Представляется сомнительным, чтобы Н. К. Бонецкой были чужды подобные взгляды, поскольку в ее последних работах, в частности, в статье «М.Бахтин и идеи герменевтики» особо выделяются именно проблемы понимания целого художественного текста и его составляющих. В качестве основных категорий бахтинской гуманитарной гносеологии она называет «вненаходимость и диалога [49, с.38]. Причем «в диалоге, по Бахтину, предмет беседы выступает лишь как повод для личностной встречи. <.> в соответствии со своей интуицией диалога Бахтин считает, что поэтика Достоевского стоит на чистом отношении человека к человеку, а не на стремлении разрешить те или иные умозрительные проблемы» [Там же, с.39].

Идеи М. М. Бахтина неизменно оказываются в центре внимания всех дискуссий, касающихся философии, культурологии, литературоведения, герменевтики и других гуманитарных дисциплин. Не только отечественные, но и зарубежные исследователи признают влияние выдающегося ученого на формирование новых воззрений, направлений и школ в развитии гуманитарной мысли XX века [279].

Похоже, Бахтиным как мыслителем, отказавшимся трактовать события культуры вне ситуации диалога, готовы восхищаться все, принадлежащие к «комплексу», сколь бы своеобразно они ни понимали русского философа" [98, с.227], — пишет А. Зверев в рецензии на энциклопедический справочник.

Современное зарубежное литературоведение (страны Западной Европы и США): концепции, школы, термины" (М., 1996).

Характерно, что имеется в виду «постструктуралистско-деконструкти-вистско-постмодернистский комплекс», приверженцы которого в принципе отвергают такую «эфемерность», как «автор», признавая единственную «магическую категорию» [Там же] - «текстуальность».

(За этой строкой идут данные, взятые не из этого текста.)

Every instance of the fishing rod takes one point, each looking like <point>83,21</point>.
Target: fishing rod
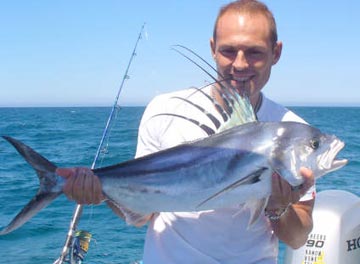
<point>77,242</point>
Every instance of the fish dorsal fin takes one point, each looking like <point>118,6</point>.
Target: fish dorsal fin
<point>222,107</point>
<point>239,108</point>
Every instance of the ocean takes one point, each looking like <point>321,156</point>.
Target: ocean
<point>70,136</point>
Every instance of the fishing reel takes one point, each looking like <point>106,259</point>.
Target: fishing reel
<point>79,247</point>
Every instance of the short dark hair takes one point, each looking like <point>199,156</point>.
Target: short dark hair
<point>251,7</point>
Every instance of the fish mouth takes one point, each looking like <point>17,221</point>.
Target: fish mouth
<point>328,162</point>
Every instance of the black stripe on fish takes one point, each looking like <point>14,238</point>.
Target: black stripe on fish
<point>209,115</point>
<point>209,131</point>
<point>250,179</point>
<point>218,107</point>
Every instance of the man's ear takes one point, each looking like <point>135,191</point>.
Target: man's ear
<point>212,47</point>
<point>277,52</point>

В свое время Ролан Барт, имя которого наряду с Мишелем Фуко, Жаком Деррида — упоминается среди крупнейших представителей современного западного структурализма, предложил в статье «Смерть автора» (1968) такое понимание текста: «<.> текст представляет собой не линейную цепочку слов, выражающих единственный, как бы теологический смысл („сообщение“ Автора-Бога), но многомерное пространство, где сочетаются и спорят друг с другом различные виды письма, ни один из которых не является исходным: текст соткан из цитат, отсылающих к тысячам культурных источников. Писатель может лишь вечно подражать тому, что написано прежде и само писалось не впервыев его власти только смешивать разные виды письма, сталкивать их друг с другом, не опираясь всецело ни на один из нихесли бы он захотел выразить себя, ему все равно следовало бы знать, что внутренняя „сущность“, которую он намерен „передать“, есть не что иное, как уже готовый словарь, где слова объясняются лишь с помощью других слов, и так до бесконечности» [31, с.388].

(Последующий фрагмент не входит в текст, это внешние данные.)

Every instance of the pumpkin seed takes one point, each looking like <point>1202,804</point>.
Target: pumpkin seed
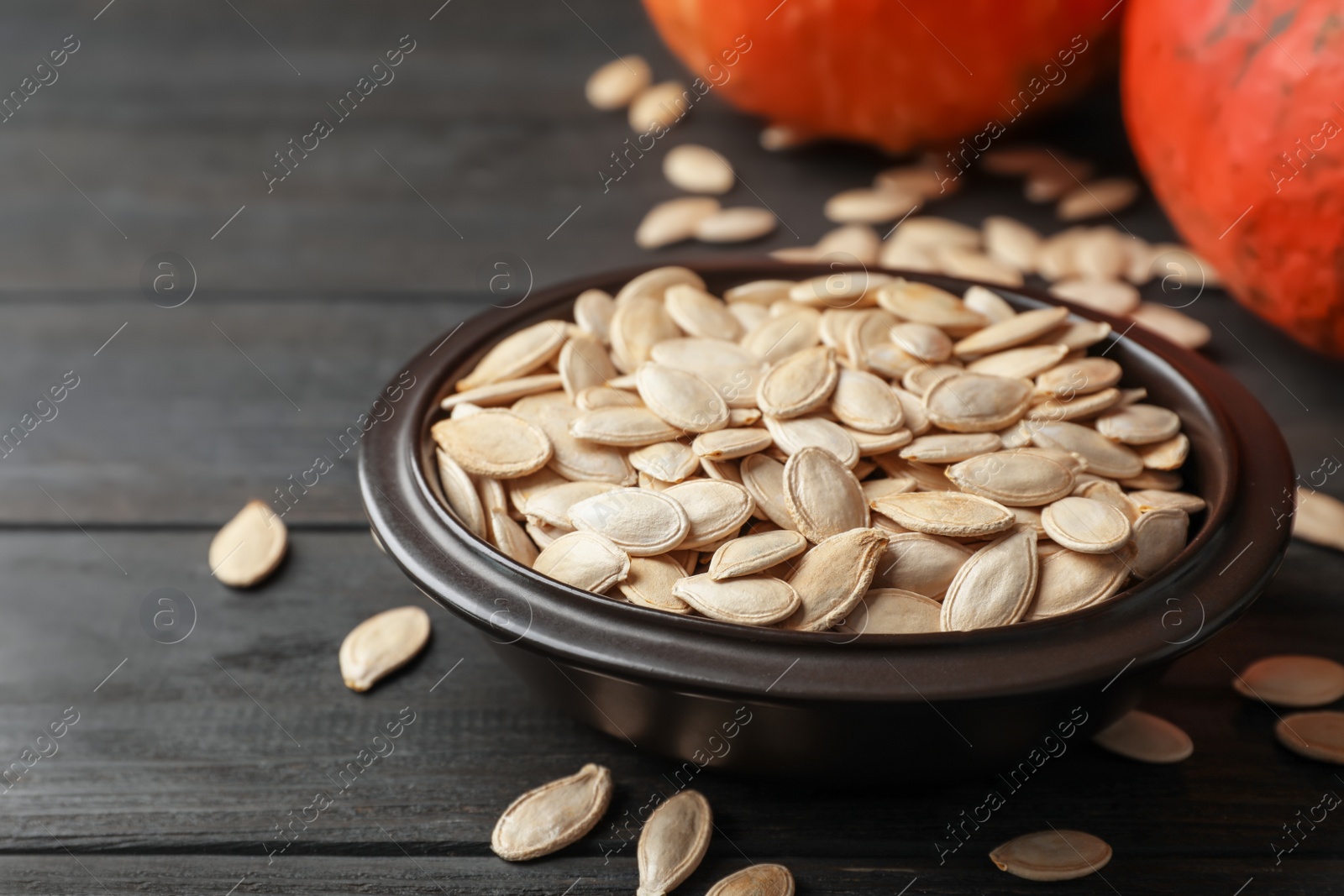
<point>925,304</point>
<point>496,443</point>
<point>1085,526</point>
<point>780,338</point>
<point>951,448</point>
<point>756,553</point>
<point>1159,537</point>
<point>651,584</point>
<point>799,383</point>
<point>571,457</point>
<point>1152,499</point>
<point>1316,735</point>
<point>921,563</point>
<point>584,363</point>
<point>674,221</point>
<point>1171,324</point>
<point>593,311</point>
<point>1292,681</point>
<point>978,403</point>
<point>642,523</point>
<point>988,302</point>
<point>1011,242</point>
<point>949,513</point>
<point>764,479</point>
<point>995,586</point>
<point>624,426</point>
<point>553,506</point>
<point>584,559</point>
<point>730,443</point>
<point>618,82</point>
<point>460,493</point>
<point>659,107</point>
<point>893,611</point>
<point>757,880</point>
<point>924,342</point>
<point>249,547</point>
<point>1019,363</point>
<point>665,461</point>
<point>833,577</point>
<point>504,391</point>
<point>698,170</point>
<point>551,817</point>
<point>680,398</point>
<point>752,600</point>
<point>672,842</point>
<point>864,206</point>
<point>823,496</point>
<point>699,313</point>
<point>1068,580</point>
<point>1104,196</point>
<point>1074,409</point>
<point>1053,855</point>
<point>638,324</point>
<point>793,436</point>
<point>714,510</point>
<point>736,224</point>
<point>1014,479</point>
<point>382,645</point>
<point>1102,456</point>
<point>1166,456</point>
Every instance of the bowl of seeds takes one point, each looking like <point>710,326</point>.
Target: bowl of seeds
<point>839,512</point>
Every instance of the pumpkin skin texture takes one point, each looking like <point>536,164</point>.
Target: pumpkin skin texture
<point>917,73</point>
<point>1231,110</point>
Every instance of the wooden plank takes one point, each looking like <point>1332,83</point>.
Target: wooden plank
<point>206,746</point>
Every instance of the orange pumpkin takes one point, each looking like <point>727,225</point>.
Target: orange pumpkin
<point>894,73</point>
<point>1236,113</point>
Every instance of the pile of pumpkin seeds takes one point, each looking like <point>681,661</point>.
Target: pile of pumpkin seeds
<point>853,450</point>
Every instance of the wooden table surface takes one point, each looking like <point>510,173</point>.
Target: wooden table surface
<point>186,758</point>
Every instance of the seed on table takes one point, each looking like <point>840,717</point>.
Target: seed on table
<point>1053,855</point>
<point>1171,324</point>
<point>1085,526</point>
<point>1104,196</point>
<point>1106,296</point>
<point>674,221</point>
<point>756,880</point>
<point>584,559</point>
<point>1292,681</point>
<point>249,547</point>
<point>659,107</point>
<point>381,645</point>
<point>1319,519</point>
<point>698,170</point>
<point>672,842</point>
<point>1316,735</point>
<point>864,206</point>
<point>1146,738</point>
<point>551,817</point>
<point>736,224</point>
<point>618,82</point>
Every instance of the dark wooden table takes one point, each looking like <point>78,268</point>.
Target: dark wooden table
<point>187,757</point>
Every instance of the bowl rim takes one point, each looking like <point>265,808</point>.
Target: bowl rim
<point>622,638</point>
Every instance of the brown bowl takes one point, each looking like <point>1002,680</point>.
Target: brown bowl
<point>766,700</point>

Нетрудно уловить «антибахтинский» характер этих представлений. Во-первых, известен пристальный интерес М. М. Бахтина к онтологии художественного произведения. Он считал, что «активность художника-творца поднимает действительность над потоком времени» [49, с.35]. Сравнивая автора с Богом в работе «Автор и герой в эстетической деятельности», ученый говорит: «Божественность художника — в его приобщенности вненаходимости высшей. Но эта вненаходимость событию жизни других людей и миру этой жизни есть, конечно, особый и оправданный вид причастности событию бытия» [38, с. 175].

Исходя из этих представлений, можно предположить, что для Бахтина и смысл текста нераздельно связан с личностью автора, этот смысл «глубочайшим образом персонален, текст очеловечен» [49, с.38].

Поэтому для Бахтина не может быть приемлемой идея «удаления автора» [31, с.388] и замены его «скриптором», как это предлагают представители современного структурализма. Хотя, разумеется, теории западных ученых, с которыми только начинают знакомиться наши соотечественники, нуждаются не столько в критике, сколько в непредвзятом и внимательном изучении.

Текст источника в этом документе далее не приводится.